I hope and pray for a longer response time from Arthramid. At some point, yes, my boy will have shoes pulled and stay on Equioxx and be retired …until then, I work to keep him comfy and listen to him and we do what we can which is some days a lot, and other days not. He’s gonna be a tough one to let go of riding…he is a so sweet and such a joy.
One point on biologics that doesn’t get pointed out often- in older horses they have less anti-inflammatory [mediators or whatever it’s called] to reinject into them. That’s why often the response is lackluster compared to a younger horse with a more acute injury.
Good luck with your horse OP and keep us posted on how it goes
I have a friend w a seasoned jumper w a bad stifle and they do Noltrex with some
Shockwave I believe. Good results
Edited because I was wrong!
Arthramid integrates with the joint in the first week. After 4-6 weeks, no further improvement is expected.
Always wondered about shockwave in stifles. Nice.
I’m not familiar with Estrone. Not sure what is meant by “sticky stifle” – my mare has arthritis, so her issues are with stiffness, discomfort with work etc. Equioxx helps, but not as much as needed. I find an interesting study, published in fall of 2022, on the 2.5% polyacrylamide hydrogel (I think that’s the Arthramid?). It seems to say that given proper technique, the product is safe, and can be effective to reduce stiffness and pain in the stifle. Quoting “full response to the treatment begins as early as 1 week post-injection and may, in rare cases, need a few weeks to a few months for a full response. . . . It has been stated that the effect of 2.5% PAAG on OA might occur mainly during the first month after treatment and lasts and increases progressively until 6 months, with a stabilization between 6 and 24 months.” A. Tnibar, “Intra-Articular 2.5% polyacrylamide hydrogel, a new concept in the medication of equine osteoarthritis: A review”, Journal of Equine Veterinary Science, October 2022.
My vet has some experience with PAAG, not sure if it’s the Noltrex or the Arthramid, but I’ll definitely be discussing this option with her. If I wind up trying it, I’ll update.

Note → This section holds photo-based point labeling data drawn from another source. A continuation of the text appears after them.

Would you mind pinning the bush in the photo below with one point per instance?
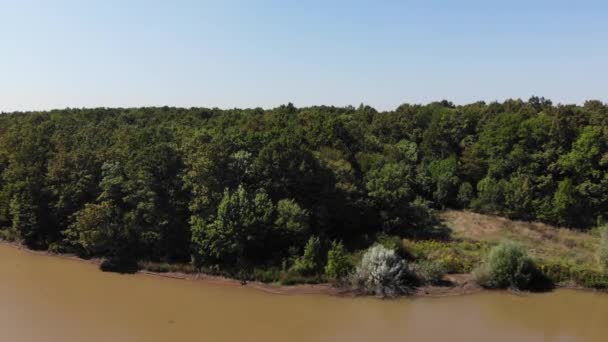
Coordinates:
(391, 242)
(602, 250)
(430, 272)
(338, 266)
(309, 263)
(454, 256)
(383, 273)
(506, 266)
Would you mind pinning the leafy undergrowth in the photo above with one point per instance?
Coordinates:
(565, 256)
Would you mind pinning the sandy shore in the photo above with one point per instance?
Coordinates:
(460, 284)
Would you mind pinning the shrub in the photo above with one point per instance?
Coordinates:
(391, 242)
(383, 273)
(602, 250)
(309, 263)
(338, 266)
(454, 256)
(430, 272)
(506, 266)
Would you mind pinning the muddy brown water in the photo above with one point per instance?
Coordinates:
(44, 298)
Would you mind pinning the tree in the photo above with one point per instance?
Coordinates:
(310, 262)
(237, 233)
(338, 265)
(291, 222)
(383, 273)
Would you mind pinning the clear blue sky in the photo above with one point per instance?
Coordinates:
(57, 54)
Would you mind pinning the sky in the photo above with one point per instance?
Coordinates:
(131, 53)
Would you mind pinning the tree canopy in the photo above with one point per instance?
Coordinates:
(239, 187)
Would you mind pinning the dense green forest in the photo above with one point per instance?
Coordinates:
(234, 189)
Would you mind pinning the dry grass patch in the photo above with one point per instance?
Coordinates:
(542, 241)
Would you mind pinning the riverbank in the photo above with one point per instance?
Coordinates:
(460, 284)
(556, 249)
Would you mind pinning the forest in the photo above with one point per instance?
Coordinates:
(240, 189)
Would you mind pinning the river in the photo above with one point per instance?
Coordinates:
(44, 298)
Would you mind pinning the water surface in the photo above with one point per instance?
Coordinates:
(46, 298)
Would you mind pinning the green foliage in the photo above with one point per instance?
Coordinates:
(247, 188)
(506, 266)
(292, 222)
(602, 249)
(430, 272)
(383, 273)
(568, 273)
(310, 262)
(452, 256)
(237, 231)
(338, 264)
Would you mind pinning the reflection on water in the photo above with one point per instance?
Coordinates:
(51, 299)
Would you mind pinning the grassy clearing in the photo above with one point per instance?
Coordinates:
(542, 241)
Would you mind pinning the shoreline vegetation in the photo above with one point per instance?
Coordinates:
(484, 227)
(512, 194)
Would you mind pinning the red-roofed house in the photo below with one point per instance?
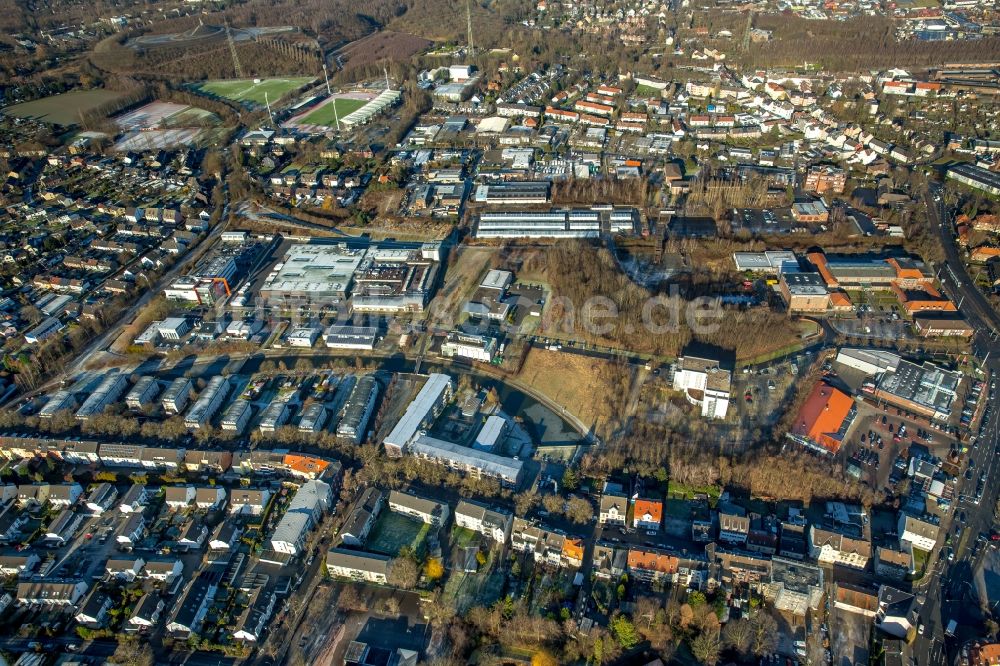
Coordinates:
(647, 514)
(651, 565)
(824, 419)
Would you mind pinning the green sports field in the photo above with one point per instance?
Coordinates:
(245, 90)
(324, 114)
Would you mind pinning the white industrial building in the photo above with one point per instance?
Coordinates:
(704, 383)
(358, 409)
(623, 220)
(492, 432)
(310, 273)
(275, 415)
(477, 347)
(173, 328)
(869, 361)
(208, 403)
(58, 401)
(771, 262)
(313, 418)
(467, 460)
(311, 501)
(579, 223)
(358, 565)
(46, 329)
(435, 392)
(351, 337)
(362, 116)
(143, 393)
(494, 523)
(107, 392)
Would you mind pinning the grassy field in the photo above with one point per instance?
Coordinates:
(245, 90)
(324, 114)
(393, 531)
(592, 389)
(64, 109)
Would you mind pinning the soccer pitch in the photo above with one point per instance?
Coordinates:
(324, 114)
(245, 90)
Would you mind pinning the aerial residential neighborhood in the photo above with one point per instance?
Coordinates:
(592, 333)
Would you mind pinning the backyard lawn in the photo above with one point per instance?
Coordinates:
(394, 531)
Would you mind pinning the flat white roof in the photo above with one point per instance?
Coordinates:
(407, 426)
(315, 268)
(496, 279)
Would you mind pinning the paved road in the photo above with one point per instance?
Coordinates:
(957, 581)
(102, 341)
(960, 286)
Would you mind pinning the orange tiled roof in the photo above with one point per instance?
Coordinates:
(839, 299)
(653, 507)
(305, 464)
(650, 561)
(822, 415)
(573, 549)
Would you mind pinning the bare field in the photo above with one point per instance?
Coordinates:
(466, 267)
(592, 389)
(64, 109)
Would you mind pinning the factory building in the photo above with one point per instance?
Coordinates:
(432, 397)
(313, 418)
(176, 397)
(107, 392)
(143, 393)
(358, 409)
(237, 416)
(539, 224)
(208, 403)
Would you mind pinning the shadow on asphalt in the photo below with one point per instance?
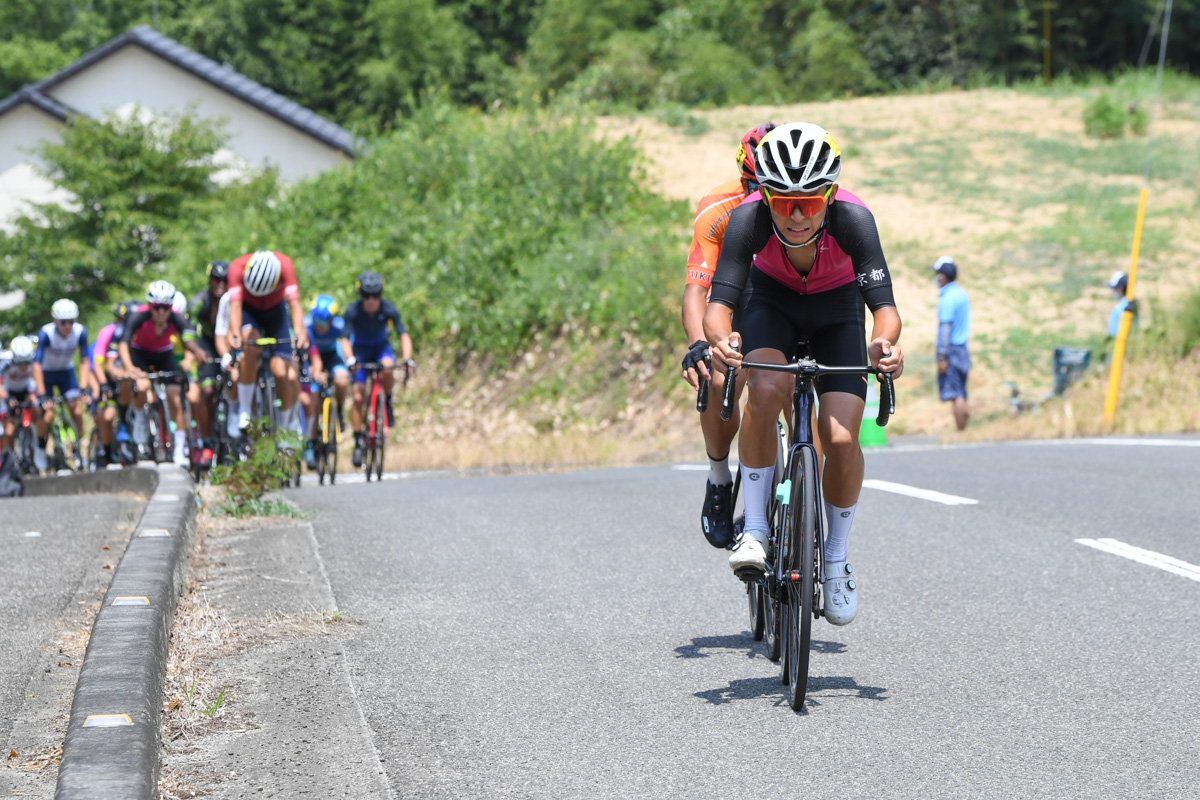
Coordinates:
(820, 686)
(820, 689)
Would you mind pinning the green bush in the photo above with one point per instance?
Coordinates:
(486, 228)
(269, 465)
(1104, 118)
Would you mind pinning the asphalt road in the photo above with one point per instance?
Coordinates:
(52, 576)
(573, 636)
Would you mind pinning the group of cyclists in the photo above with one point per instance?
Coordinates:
(780, 254)
(250, 312)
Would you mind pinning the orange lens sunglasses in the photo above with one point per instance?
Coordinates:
(810, 205)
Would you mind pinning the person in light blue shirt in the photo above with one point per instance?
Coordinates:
(953, 330)
(1120, 286)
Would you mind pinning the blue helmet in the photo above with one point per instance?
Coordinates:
(323, 310)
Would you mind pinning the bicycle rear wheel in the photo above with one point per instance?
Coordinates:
(381, 433)
(801, 572)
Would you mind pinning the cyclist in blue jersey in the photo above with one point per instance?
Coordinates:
(369, 320)
(328, 348)
(54, 368)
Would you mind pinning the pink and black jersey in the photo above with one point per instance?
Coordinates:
(141, 335)
(849, 251)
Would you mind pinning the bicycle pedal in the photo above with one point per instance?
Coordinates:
(749, 573)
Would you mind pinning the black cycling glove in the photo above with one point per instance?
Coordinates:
(696, 353)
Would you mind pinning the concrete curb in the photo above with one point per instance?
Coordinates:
(113, 744)
(139, 480)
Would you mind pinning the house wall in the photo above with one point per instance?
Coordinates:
(21, 130)
(135, 74)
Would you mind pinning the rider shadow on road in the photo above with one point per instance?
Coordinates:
(820, 686)
(742, 642)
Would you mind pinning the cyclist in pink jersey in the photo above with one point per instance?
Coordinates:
(799, 259)
(147, 347)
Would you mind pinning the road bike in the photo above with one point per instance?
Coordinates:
(789, 595)
(25, 437)
(763, 609)
(265, 409)
(66, 438)
(157, 410)
(324, 444)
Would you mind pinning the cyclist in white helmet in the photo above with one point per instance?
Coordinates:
(264, 302)
(17, 385)
(54, 367)
(147, 347)
(801, 257)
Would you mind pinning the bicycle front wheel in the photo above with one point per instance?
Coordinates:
(801, 573)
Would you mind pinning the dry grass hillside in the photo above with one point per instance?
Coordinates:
(1036, 212)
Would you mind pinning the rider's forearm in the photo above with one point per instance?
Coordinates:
(718, 322)
(886, 324)
(695, 299)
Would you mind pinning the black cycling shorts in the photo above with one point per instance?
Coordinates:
(162, 361)
(834, 323)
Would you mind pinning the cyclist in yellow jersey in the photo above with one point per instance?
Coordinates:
(708, 233)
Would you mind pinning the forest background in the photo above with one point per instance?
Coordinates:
(534, 248)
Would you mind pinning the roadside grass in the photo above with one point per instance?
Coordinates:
(198, 698)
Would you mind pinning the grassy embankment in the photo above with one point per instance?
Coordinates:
(541, 272)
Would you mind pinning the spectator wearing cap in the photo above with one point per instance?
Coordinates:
(1120, 286)
(953, 329)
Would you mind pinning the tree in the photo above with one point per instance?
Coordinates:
(133, 182)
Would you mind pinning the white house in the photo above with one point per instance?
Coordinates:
(148, 70)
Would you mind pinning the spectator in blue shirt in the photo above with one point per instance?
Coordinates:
(953, 329)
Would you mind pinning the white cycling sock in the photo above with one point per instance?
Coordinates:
(756, 488)
(719, 470)
(838, 529)
(245, 396)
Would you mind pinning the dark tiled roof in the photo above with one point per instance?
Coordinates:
(223, 77)
(30, 95)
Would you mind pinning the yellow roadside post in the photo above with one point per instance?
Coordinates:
(1110, 400)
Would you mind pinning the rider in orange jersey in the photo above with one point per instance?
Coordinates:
(712, 216)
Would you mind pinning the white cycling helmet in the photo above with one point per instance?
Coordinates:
(161, 293)
(262, 272)
(64, 310)
(22, 350)
(797, 157)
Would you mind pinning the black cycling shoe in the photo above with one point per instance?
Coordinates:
(717, 518)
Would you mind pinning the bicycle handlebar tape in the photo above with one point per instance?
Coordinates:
(702, 391)
(731, 379)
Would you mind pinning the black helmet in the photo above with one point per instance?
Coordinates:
(370, 283)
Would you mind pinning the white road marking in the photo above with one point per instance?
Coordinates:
(1150, 558)
(922, 494)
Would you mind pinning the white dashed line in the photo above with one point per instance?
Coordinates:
(921, 494)
(1150, 558)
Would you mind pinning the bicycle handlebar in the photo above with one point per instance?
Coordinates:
(813, 370)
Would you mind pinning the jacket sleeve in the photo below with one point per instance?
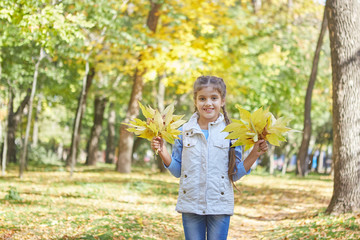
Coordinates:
(175, 165)
(240, 169)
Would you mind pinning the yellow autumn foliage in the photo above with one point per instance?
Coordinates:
(158, 124)
(261, 124)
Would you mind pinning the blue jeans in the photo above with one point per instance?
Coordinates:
(196, 227)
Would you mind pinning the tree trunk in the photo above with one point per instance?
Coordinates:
(75, 140)
(301, 161)
(126, 141)
(5, 145)
(13, 121)
(28, 125)
(271, 153)
(93, 144)
(35, 138)
(110, 142)
(344, 22)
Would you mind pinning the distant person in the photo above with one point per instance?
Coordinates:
(206, 164)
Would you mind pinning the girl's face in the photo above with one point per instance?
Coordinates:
(208, 103)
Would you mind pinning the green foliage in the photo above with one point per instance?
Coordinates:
(43, 156)
(13, 194)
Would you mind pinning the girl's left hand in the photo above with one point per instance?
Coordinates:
(261, 147)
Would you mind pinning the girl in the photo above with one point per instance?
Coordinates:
(206, 164)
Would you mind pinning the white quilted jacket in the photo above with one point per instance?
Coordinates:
(205, 188)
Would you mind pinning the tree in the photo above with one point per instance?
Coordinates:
(303, 152)
(93, 143)
(126, 141)
(344, 22)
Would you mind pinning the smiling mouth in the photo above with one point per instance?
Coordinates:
(208, 109)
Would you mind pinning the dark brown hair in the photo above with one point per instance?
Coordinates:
(219, 85)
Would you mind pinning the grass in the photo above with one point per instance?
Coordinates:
(98, 203)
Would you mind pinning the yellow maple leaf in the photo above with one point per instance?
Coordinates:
(261, 124)
(158, 124)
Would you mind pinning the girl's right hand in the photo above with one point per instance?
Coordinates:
(157, 144)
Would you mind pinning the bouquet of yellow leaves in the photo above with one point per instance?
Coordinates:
(261, 124)
(164, 124)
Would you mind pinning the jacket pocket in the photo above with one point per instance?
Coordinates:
(190, 147)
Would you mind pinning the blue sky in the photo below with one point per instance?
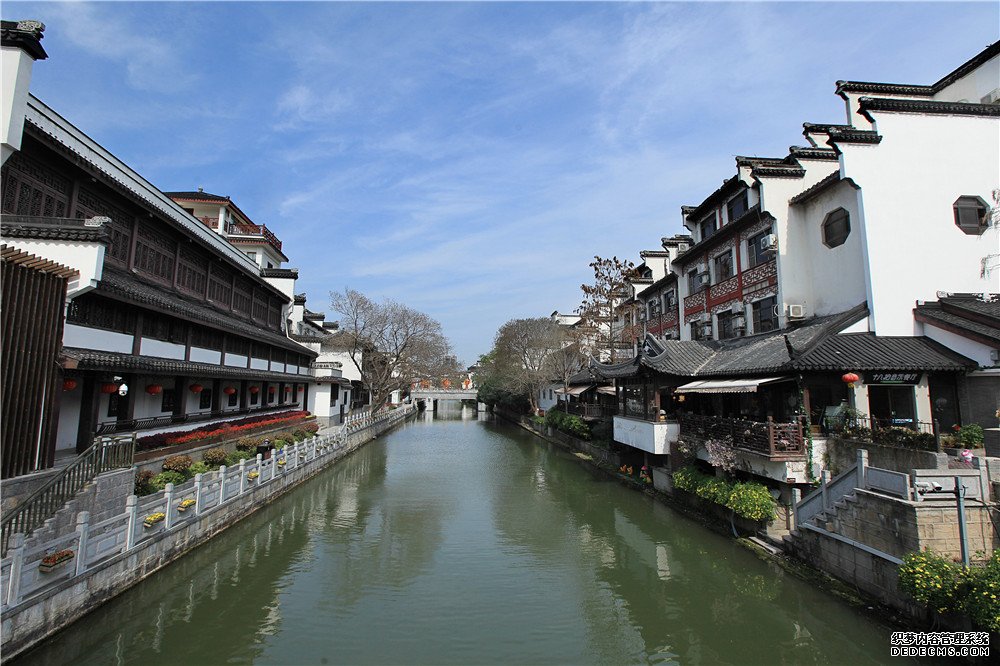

Thanks for the feedback!
Yeah absolutely recommend trying one of the PAAG treatments! Here is an article on sticky (aka locking) stifles: https://equusmagazine.com/horse-care/sticky-horse-stifles/
“sticky stifle” is a lesser symptom of UFP - upward fixation of the patella, aka locking stifle, and is about the patellar ligament.
Arthritis is a whole different ballgame, and is about the joint, not the ligament.